Plan D'Aou
Reimagining the French village
Client: Europan '12
Team: arki_lab, Concorde
Our role: Community engagement and consensus building, Strategy & concept development, Masterplan
Location: Marseille, France
Year: 2013
Status: Completed
arki_lab’s winner proposal for the Europan'12 competition focused on urban intervention and social renewal of Plan D’Aou through community engagement. The masterplan, done in collaboration with architects from Concorde, proposes a rethinking of the traditional historic French village. Our proposal focused on the following areas:
Creating a new user culture through public space design
In many French cities, public parks bear the mark of neglect and insufficient maintenance budgets. To reverse this trend, the local residents need to be involved in the establishment and everyday maintenance of the park, that will serve as a green spine, connecting different areas of the neighbourhood and enabling views to the Mediterranean Sea.

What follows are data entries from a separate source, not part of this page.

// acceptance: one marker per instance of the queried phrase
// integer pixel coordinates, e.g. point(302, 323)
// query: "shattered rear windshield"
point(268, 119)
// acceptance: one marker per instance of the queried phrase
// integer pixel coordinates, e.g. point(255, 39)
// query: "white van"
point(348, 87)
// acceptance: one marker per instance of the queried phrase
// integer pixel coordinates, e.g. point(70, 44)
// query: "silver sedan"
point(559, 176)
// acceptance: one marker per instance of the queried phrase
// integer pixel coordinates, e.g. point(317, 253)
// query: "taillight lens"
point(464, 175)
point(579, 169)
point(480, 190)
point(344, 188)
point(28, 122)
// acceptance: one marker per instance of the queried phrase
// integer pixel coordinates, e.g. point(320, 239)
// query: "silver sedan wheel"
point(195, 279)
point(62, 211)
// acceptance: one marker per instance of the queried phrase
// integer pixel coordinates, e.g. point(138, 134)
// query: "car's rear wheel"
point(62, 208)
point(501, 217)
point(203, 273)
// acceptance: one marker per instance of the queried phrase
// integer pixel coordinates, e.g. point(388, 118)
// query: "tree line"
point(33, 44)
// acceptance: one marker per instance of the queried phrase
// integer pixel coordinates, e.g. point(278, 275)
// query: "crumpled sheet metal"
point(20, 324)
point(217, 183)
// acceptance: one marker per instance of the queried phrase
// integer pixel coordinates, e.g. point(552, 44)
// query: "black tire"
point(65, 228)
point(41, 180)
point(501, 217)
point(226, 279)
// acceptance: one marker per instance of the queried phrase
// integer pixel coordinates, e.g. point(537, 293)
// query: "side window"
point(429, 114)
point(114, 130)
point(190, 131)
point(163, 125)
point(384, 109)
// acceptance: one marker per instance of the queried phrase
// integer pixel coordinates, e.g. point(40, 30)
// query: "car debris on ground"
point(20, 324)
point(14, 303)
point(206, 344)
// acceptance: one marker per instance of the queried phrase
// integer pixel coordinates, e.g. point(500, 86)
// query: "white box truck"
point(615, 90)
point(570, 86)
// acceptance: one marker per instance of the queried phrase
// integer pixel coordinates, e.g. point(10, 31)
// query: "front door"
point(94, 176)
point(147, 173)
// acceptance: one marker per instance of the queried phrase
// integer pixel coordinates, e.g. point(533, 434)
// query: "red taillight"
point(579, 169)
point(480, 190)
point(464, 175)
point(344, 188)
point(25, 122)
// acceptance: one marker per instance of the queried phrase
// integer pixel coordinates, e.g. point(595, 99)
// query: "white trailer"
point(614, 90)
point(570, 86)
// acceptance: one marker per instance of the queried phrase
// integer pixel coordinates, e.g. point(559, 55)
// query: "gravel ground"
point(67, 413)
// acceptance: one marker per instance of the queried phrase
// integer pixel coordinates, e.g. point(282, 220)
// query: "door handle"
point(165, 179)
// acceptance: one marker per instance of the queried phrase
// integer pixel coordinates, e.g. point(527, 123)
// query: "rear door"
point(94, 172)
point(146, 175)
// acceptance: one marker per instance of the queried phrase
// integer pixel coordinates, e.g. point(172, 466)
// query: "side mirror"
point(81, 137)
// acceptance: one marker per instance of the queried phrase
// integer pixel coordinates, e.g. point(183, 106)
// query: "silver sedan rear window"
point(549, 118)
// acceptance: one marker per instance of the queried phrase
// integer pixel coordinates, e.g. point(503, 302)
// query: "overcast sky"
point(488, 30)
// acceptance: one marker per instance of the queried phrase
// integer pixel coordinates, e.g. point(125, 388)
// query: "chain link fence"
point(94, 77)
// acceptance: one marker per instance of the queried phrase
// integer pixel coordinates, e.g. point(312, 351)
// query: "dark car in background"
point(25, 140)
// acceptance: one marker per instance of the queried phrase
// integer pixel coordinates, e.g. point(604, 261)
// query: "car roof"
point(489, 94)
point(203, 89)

New forms of house ownership
Inspired by the Danish co-op model, the project proposed a residential plan that prohibits housing rents from increasing, thus avoiding housing speculation. Each unit is built in a small scale with the possibility of combining them, to support many different ways of living.
Various types of infrastructure are integrated
The main feature of the project was to incorporate various types of infrastructure: social, biological, hydrological, economical, etc. Examining these different aspects and letting them support each other in the plan, allows for a process that can be adapted along the way, keeping both social and environmental sustainability a priority. The masterplan proposed a socially adaptable structure, where the individual housing is small, but adjoins it, thus allowing for flexible use over time.
Special attention to nature
The topological plateau creates an urban island, surrounded by both green and a diverse city fabric. This unique situation is indeed worth preserving yet new connections are necessary to facilitate new residents and their well-being thus the connections are all carefully chosen and designed in high urban quality.
Social inclusion as a design approach
The actual work on the project started with a series of community engagement workshops and qualitative interviews, to secure valuable knowledge and input from citizens, thus enabling us to design the above mentioned interventions in the best possible way. The data from the workshops were collected in a detailed survey, suggesting involvement methods throughout the design process. The suggestions included collaborating with local schools and activating the neighbourhood through community events such as pop-up gardening, mobile libraries and public art exhibitions.
The project 'A new urban village' turned out to be exactly what Plan d'Aou needs. arki_lab's approach of involving citizens and especially children and schools in urban development proved to be of great value to all residents and increased ownership of the area - this approach to the project also created a common identity that has connected people around the many potentials of their local area.